Disassembly of section .text.public_function_3:
00000000 <public_function_3>:
0: b510 push {r4, lr}
2: 2446 movs r4, #70 ; 0x46
4: 4b03 ldr r3, [pc, #12] ; (14 <public_function_3+0x14>)
6: 4408 add r0, r1
8: 601c str r4, [r3, #0]
a: 4b03 ldr r3, [pc, #12] ; (18 <public_function_3+0x18>)
c: 6010 str r0, [r2, #0]
e: 681b ldr r3, [r3, #0]
10: 4418 add r0, r3
12: bd10 pop {r4, pc}
...
Question
Is there any way I can optimize the library with LTO, keep only public API symbols in the symbol table and not have any redundant internal symbols and machine code?
Additional concerns
Since in my case the gcc ends up generating machine code for internal symbols and puts them into a symbol table, I suspect that the optimization might not be done to the fullest extent. Let's say that internal_function_1 were much larger in size. Let's also assume that the function internal_function_1 is referenced only once within the library.

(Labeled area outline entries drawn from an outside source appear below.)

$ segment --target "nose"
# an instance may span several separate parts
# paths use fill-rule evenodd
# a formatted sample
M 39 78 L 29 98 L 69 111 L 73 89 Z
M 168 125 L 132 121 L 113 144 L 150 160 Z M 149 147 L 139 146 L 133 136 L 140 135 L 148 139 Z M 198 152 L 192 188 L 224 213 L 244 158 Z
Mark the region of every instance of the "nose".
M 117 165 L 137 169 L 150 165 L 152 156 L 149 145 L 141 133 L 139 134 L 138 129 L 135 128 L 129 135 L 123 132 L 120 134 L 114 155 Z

If the linker sees more than one reference to the symbol (one from library code, unknown number of references from externally linked code due to being present in symbol table), the optimizer may be more reluctant to inline such internal function and will not perform aggressive optimizations on it. I haven't confirmed this hypothesis yet, but if it's true, then I think the only reasonable solution would involve preventing those internal symbols from ever being generated and inserted into the symbol table at the relocatable link stage.